Upon review, I realized that, yes, I had made a pretty big mistake. There’s no point in starting over with a new article, but I can catch up here. First off, below are the most consistent hitters, to date, by normalized standard deviation in wRC+ (it’s the regular standard deviation divided by the wRC+ average, aka the coefficient of variation):

The Kings of Consistency, Revisited

Then, here are the less consistent hitters:

The Capricious Group, Revisited

There is some overlap: Alonso, Flores, and Wisdom are still in the top three for consistency, and Miller remains mysteriously mercurial.
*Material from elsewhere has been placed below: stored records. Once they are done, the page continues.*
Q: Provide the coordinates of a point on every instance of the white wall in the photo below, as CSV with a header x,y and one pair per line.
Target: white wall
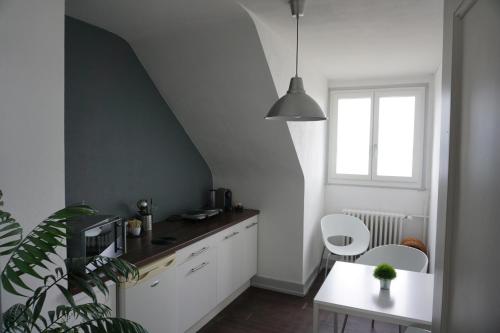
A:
x,y
309,138
432,227
406,201
31,111
471,271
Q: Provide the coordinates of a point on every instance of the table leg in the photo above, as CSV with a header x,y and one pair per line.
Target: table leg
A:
x,y
315,318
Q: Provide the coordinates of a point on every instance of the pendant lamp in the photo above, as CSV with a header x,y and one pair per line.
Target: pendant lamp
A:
x,y
296,105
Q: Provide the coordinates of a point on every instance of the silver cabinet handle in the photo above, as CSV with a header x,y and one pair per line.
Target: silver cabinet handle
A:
x,y
251,225
200,266
200,251
233,234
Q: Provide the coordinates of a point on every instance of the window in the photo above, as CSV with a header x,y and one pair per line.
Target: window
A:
x,y
377,137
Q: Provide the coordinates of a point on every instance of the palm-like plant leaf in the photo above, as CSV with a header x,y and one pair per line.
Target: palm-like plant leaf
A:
x,y
29,257
30,254
107,325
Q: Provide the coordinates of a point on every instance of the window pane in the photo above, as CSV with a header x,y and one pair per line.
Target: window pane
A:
x,y
353,136
396,127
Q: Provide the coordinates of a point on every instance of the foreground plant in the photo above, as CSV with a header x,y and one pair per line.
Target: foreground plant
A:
x,y
29,273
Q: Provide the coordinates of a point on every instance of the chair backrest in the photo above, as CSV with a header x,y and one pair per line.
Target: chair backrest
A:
x,y
344,225
399,256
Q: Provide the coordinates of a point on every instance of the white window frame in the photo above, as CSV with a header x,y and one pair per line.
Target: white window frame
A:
x,y
414,182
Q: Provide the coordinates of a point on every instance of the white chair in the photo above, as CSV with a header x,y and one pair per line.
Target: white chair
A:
x,y
343,225
400,256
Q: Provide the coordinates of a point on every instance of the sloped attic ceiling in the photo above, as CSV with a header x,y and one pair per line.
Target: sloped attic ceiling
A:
x,y
360,39
206,59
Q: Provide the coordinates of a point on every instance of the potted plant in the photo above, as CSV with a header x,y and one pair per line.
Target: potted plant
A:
x,y
34,270
385,273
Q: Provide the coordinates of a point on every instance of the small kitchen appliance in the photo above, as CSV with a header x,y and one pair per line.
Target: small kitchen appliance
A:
x,y
224,199
89,236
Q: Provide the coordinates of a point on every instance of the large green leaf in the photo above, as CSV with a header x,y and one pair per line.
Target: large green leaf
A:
x,y
108,325
30,255
28,259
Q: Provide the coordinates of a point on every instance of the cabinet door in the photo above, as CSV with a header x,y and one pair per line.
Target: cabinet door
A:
x,y
229,262
250,234
152,303
196,294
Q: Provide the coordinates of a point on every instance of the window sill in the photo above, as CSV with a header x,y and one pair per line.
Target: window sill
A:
x,y
377,184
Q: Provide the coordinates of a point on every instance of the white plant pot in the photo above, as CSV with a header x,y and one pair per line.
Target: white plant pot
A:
x,y
385,284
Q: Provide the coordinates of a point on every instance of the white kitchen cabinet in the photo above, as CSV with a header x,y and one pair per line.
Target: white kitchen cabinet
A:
x,y
151,301
196,288
230,254
236,257
249,240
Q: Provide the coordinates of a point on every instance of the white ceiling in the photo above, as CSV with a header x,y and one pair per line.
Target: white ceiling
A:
x,y
352,39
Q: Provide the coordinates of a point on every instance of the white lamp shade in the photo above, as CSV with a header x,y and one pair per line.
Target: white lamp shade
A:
x,y
296,105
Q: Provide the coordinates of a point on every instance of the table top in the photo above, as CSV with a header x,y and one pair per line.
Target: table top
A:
x,y
351,288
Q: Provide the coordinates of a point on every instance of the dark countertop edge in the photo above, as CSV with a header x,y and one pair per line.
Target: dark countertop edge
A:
x,y
249,213
161,254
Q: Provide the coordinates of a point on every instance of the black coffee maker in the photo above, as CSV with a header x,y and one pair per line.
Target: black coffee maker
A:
x,y
224,199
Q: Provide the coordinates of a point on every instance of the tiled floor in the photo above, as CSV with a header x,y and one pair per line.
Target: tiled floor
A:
x,y
258,310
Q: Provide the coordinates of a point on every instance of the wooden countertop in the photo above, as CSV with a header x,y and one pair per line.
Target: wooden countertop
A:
x,y
140,251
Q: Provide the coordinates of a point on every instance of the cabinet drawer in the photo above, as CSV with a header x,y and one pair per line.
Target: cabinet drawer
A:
x,y
196,281
196,250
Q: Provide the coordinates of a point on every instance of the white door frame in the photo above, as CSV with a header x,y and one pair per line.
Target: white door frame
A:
x,y
454,13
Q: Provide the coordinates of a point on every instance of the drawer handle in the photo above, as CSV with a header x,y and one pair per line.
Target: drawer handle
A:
x,y
251,225
200,266
233,234
200,251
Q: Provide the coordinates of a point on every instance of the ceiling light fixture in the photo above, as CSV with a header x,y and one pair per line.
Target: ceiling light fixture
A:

Based on the number of consistent last time hitters remained, a big part of where normalization played a part is in distinguishing actual streaks from mere variance. Indeed, you’ll see that the most inconsistent list is no longer a list of the greatest hitters, which in retrospect didn’t make much sense.

Still, the adjusted standard deviation has a moderate correlation with the overall wRC+, suggesting that good hitters do tend to produce streaks of brilliance. What Alonso and Co. accomplish remains special, albeit to a lesser degree. The correlation between standard deviation and shrinkage rate is no longer non-existent, but it is weak enough that it is not worth discussing. Case in point: Wisdom and Duvall, who occupy opposite ends of the consistency spectrum, are number one and third, respectively, in terms of withdrawal rate.

The takeaways aren’t radically different, but the names certainly are. I’m disappointed that I wasn’t more careful about how I presented the data before filing the article, but what’s done is done, and there’s this little follow-up to remedy what was wrong not. Although it would have been easier to ignore it altogether, I owe it to anyone who reads my work to be honest and introspective. After all, no one wants to follow an analyst who pretends to be right all the time.